Llega un día en que la estatura de quienes queremos por obli­gación, porque nos han tocado en suerte, porque son parte de nuestra familia, alcanza una altura antes imprevista. Se vuelven inmensos y dejan de caber en el corazón normal, ese corazón de diario de los que quieren sin amor. A mí esa metamorfosis en el pecho me ocurrió con mi décimo cumpleaños. Aquel día vi crecer a mi abuelo hasta desbordar lo conocido, lo maneja­ble, para convertirse en algo más grande que los sueños que incluso una niña de diez años puede tener. Esos sueños sin medida que amargan solo a quienes los olvidan a propósito al alcanzar las edades del desengaño.

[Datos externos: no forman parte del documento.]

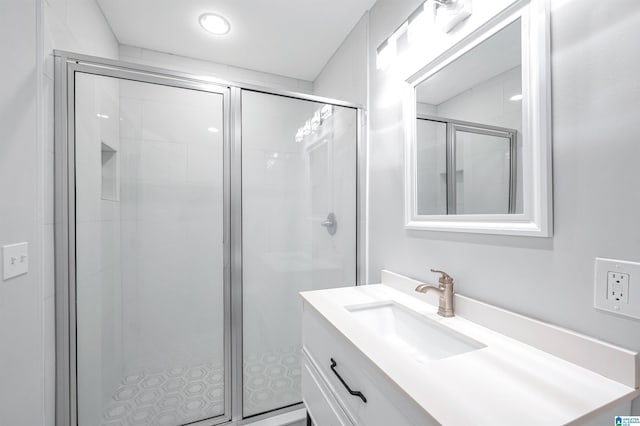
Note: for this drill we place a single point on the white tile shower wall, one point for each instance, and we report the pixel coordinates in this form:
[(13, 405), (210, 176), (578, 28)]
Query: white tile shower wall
[(172, 253), (206, 69), (595, 126)]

Yo, gracias a aquella flor primera plantada por mi abuelo en mi deseo siendo yo apenas una niña, he conseguido sortear las inevitables amarguras de la existencia.

Así, cuando con el paso de los años todo a mi alrededor, en mis amigos, se ha vuelto desmemoria y olvido, yo aún levanto las cejas y sonrío recordando, con tanta intensidad como si estuviera pasando en este mismo instante, aquel regalo «moro­cotudo» de mi abuelo que deshizo las dimensiones internas de mi ilusión para convertirme en algo más grande. Para conver­tirme en mí misma.